A total of 12,765 robots valued at $904.2 million were sold to North American companies in 2006, a decline of 30% in units and 22% in revenue from 2005.  When sales to companies outside North America are added in, North American robotics companies' total sales were 13,791 robots valued at $958.4 million, down 29% in units and 22% in revenue.

‘‘As expected, the automotive companies and their suppliers slowed their robotics purchases in 2006, following upon their major purchases in 2005,’‘ said Donald A. Vincent, Executive Vice President of RIA.

‘‘However, the most interesting result from 2006 is that non-automotive orders reached the highest mark since we’ve been tracking the data this way.  We saw very strong growth in industries such as beverages and tobacco, apparel, wood products, paper manufacturing, printing, machinery manufacturing, and furniture.  We also saw growth in food and consumer goods, life sciences/pharmaceuticals/biomedical, and plastics and rubber,’‘ Vincent explained.

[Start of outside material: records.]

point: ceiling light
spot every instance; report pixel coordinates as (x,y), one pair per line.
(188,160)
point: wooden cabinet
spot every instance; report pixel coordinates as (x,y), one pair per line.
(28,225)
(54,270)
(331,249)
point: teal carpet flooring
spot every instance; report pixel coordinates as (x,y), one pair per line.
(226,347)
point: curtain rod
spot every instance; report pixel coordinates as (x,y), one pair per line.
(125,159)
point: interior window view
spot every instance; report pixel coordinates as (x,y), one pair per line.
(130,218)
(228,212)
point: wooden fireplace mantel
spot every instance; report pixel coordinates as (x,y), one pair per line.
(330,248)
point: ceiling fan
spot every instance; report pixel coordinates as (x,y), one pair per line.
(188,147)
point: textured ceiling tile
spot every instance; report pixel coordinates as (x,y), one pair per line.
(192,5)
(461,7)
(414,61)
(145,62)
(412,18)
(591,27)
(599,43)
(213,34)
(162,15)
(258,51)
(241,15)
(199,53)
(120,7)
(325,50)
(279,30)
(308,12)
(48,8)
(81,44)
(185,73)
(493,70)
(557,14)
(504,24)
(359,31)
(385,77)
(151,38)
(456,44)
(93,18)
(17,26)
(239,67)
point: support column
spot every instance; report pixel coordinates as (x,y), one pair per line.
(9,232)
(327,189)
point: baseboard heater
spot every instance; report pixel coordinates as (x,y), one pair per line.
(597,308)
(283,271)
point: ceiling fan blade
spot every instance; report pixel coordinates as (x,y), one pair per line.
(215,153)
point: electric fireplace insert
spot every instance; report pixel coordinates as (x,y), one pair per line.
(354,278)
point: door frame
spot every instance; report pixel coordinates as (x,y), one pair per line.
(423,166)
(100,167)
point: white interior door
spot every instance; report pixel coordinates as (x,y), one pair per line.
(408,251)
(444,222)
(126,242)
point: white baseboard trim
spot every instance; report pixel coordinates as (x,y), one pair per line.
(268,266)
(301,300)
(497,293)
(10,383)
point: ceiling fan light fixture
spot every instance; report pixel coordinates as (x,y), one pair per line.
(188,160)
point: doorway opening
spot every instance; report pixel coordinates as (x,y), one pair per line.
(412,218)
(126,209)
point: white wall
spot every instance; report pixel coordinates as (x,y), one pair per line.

Non-automotive orders accounted for 44% of total orders in 2006, compared with just 30% in 2005.  Vincent believes this is a very healthy trend for the robotics industry.

‘‘Our members understand that while the automotive industry has traditionally been and remains the largest customer for robotics, changes are occurring in the auto industry that may negatively impact future robot sales to automotive OEMs and their suppliers,’‘ said Vincent.  ‘‘Therefore, it becomes more important than ever to find new markets, which is what we’re seeing happen.’‘

New market development is at the core of RIA’s efforts, according to Vincent.  ‘‘Our trade group is focusing more resources than ever on reaching new potential customers for robotics.  In addition to the continued expansion of our industry website, Robotics Online that recorded more than two million visits last year, we’re also expanding our educational offerings to help users better understand the benefits of robotics and assess if they are right for their company.’‘

Vincent pointed to the upcoming International Robots & Vision Show and Conference in Rosemont, Illinois, June 12-14, as an example of RIA’s expanding efforts to reach new markets.  ‘‘One of the major points of emphasis at this show will be that robot technology is easier to use than many companies think, especially some small and medium size companies who may think robots are only for big companies.  To help demonstrate the ease of use of the technology, we’re creating a ‘‘Hands-on Highway’‘ that will allow show attendees to take four minute, self- directed demos at various booths on the show floor.  With more than 150 companies exhibiting at the show, and over 100 international experts speaking at the conference, this will be an outstanding training opportunity for anyone interested in finding out how robotics and machine vision can help their companies achieve improved manufacturing results.’‘

RIA estimates that some 166,000 robots are now at use in U.S. factories, placing the United States second to Japan in overall robot use. 

Founded in 1974, RIA represents more than 260 North American companies including leading robot manufacturers, component suppliers, system integrators, end users, research groups, and consulting firms.  RIA’s quarterly statistics are based on information supplied by member companies and represent an estimated 90% of the North American robotics market.